Her constant scanning of the surrounding traffic eased her concerns, as she could see clearly that there was nobody following them. More importantly, her gut instinct told him that they weren’t being watched.
She had probably overreacted anyway, she reflected – the ticket collector had almost certainly forgotten the whole thing, if he had even realized that something was amiss in the first place.
She comforted himself with the fact that they hadn’t really lost too much time – Rosenheim was only a short way away, and had a direct connection to Innsbruck. They would still be able to get to Austria by evening, and would be safe not long afterwards, just as soon as they made their rendezvous.
Albright’s helicopter touched down in the parking lot with just three minutes to go. Hartmann had called him to say the family had exited the train at Bad Tölz and then travelled by taxi to Rosenheim Train Station. Jumping out of the doorway, Albright ducked low as he sprinted away from the chopper, the rotors still spinning wildly, whipping up dirt and rubble from the rough concrete.
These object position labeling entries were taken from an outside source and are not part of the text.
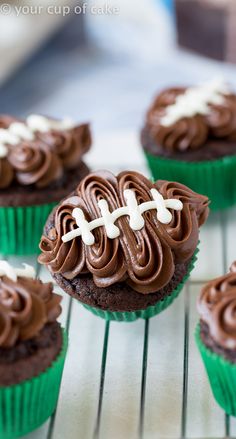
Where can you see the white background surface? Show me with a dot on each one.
(78, 404)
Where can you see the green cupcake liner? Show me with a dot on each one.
(150, 311)
(214, 178)
(221, 374)
(26, 406)
(21, 228)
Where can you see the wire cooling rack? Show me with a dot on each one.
(143, 379)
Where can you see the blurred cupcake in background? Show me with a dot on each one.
(190, 136)
(32, 350)
(216, 337)
(124, 246)
(40, 162)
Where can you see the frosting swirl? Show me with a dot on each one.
(44, 156)
(217, 307)
(216, 120)
(26, 306)
(144, 259)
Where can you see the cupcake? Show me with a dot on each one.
(32, 350)
(216, 337)
(124, 246)
(190, 136)
(40, 163)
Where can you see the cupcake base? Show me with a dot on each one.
(214, 178)
(150, 311)
(26, 406)
(221, 374)
(121, 303)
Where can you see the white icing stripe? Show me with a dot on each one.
(18, 131)
(195, 101)
(7, 270)
(132, 209)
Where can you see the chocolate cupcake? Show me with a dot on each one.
(216, 337)
(32, 351)
(190, 136)
(40, 163)
(124, 246)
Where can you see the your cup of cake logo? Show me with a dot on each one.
(63, 10)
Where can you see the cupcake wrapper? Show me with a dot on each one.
(21, 228)
(222, 376)
(26, 406)
(150, 311)
(215, 178)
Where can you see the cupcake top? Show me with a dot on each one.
(39, 150)
(183, 118)
(124, 229)
(26, 304)
(217, 308)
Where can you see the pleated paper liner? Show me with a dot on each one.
(21, 228)
(221, 374)
(26, 406)
(214, 178)
(150, 311)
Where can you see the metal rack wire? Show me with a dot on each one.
(185, 377)
(51, 430)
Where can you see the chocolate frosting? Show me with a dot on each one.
(144, 259)
(191, 132)
(217, 308)
(26, 306)
(43, 160)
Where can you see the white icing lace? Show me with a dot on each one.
(132, 209)
(18, 131)
(195, 100)
(7, 270)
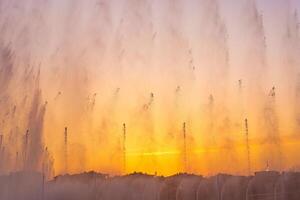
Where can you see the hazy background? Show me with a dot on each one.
(93, 65)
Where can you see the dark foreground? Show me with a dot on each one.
(94, 186)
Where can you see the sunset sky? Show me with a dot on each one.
(154, 65)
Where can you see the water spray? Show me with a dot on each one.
(66, 148)
(248, 146)
(26, 147)
(184, 147)
(124, 148)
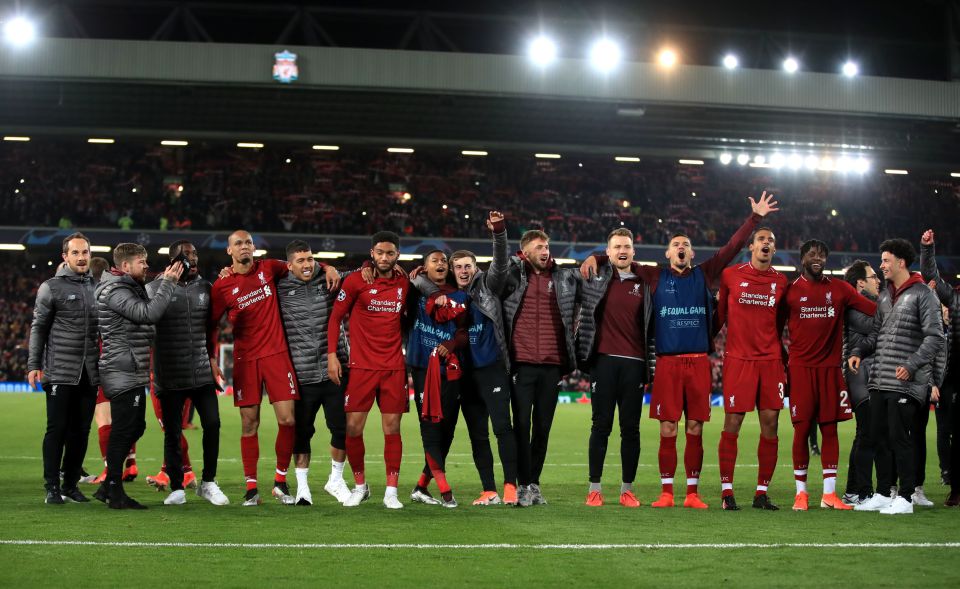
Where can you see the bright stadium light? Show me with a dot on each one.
(19, 32)
(850, 69)
(605, 55)
(667, 58)
(542, 51)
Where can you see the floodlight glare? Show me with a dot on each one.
(542, 51)
(605, 55)
(19, 31)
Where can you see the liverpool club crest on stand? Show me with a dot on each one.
(285, 68)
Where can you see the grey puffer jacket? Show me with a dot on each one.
(306, 308)
(950, 298)
(63, 335)
(483, 289)
(593, 293)
(856, 328)
(906, 332)
(127, 317)
(180, 358)
(567, 292)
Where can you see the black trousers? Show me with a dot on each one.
(171, 403)
(535, 391)
(893, 418)
(919, 434)
(867, 454)
(324, 394)
(944, 415)
(69, 413)
(127, 412)
(616, 384)
(485, 398)
(437, 437)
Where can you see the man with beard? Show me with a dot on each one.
(261, 360)
(906, 337)
(63, 358)
(306, 304)
(376, 362)
(816, 306)
(485, 390)
(750, 302)
(184, 372)
(863, 452)
(680, 308)
(126, 317)
(539, 303)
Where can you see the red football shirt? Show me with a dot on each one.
(250, 301)
(815, 320)
(750, 301)
(376, 312)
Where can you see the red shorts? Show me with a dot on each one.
(752, 384)
(818, 394)
(388, 387)
(681, 384)
(271, 373)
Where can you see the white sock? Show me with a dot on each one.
(302, 477)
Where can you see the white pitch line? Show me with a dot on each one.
(502, 546)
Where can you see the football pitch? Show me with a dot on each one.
(560, 543)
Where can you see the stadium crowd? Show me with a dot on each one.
(358, 191)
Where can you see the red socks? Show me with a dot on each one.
(355, 454)
(727, 454)
(438, 474)
(667, 456)
(693, 461)
(392, 456)
(250, 455)
(103, 433)
(767, 458)
(284, 450)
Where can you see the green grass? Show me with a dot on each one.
(23, 516)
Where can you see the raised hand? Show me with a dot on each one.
(173, 271)
(765, 206)
(495, 217)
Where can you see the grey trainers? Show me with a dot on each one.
(536, 497)
(920, 499)
(524, 499)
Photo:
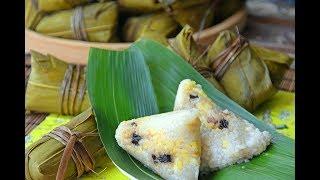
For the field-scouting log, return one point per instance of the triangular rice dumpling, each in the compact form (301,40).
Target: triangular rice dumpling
(167,143)
(226,139)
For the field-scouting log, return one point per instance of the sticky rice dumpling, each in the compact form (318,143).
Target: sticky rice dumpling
(194,16)
(167,143)
(55,86)
(239,69)
(56,5)
(95,22)
(158,24)
(226,138)
(42,158)
(147,6)
(184,45)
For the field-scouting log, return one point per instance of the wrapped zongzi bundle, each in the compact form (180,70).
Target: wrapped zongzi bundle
(278,63)
(152,25)
(184,45)
(229,62)
(55,86)
(43,158)
(95,22)
(194,16)
(146,6)
(239,69)
(55,5)
(32,14)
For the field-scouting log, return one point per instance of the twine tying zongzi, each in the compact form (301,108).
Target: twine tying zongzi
(288,81)
(74,149)
(77,24)
(71,90)
(228,55)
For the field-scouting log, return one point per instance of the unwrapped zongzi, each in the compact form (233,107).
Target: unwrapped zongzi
(42,158)
(95,22)
(55,86)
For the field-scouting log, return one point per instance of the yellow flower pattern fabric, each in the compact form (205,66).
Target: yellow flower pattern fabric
(279,112)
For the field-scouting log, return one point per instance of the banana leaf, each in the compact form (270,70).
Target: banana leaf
(43,157)
(95,22)
(147,6)
(278,63)
(32,14)
(154,26)
(148,86)
(43,93)
(246,80)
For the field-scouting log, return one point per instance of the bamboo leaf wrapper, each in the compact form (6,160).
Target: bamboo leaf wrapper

The last report had delighted him – Hartmann had indicated that all three targets had also now boarded, on Cabin E. Four members of his own team were now aboard the train, seemingly unnoticed, and had occupied the adjoining cabins. They now had the bat, and Hartmann was stood down.
Strictly speaking, Albright had no need to go to the station at all – he could have simply moved to Innsbruck and picked up the tail there. But somehow it just didn’t seem right – Sarah had escaped too many times already, and Albright was reluctant to leave it entirely in the hands of others.
Without a second thought, he increased his pace, legs starting to pump wildly, along with his heart. He knew he just had to follow the group, but his adrenaline started to kick in when he thought about Sarah. Something told him that the future held more than just a simple tail; confrontation was inevitable.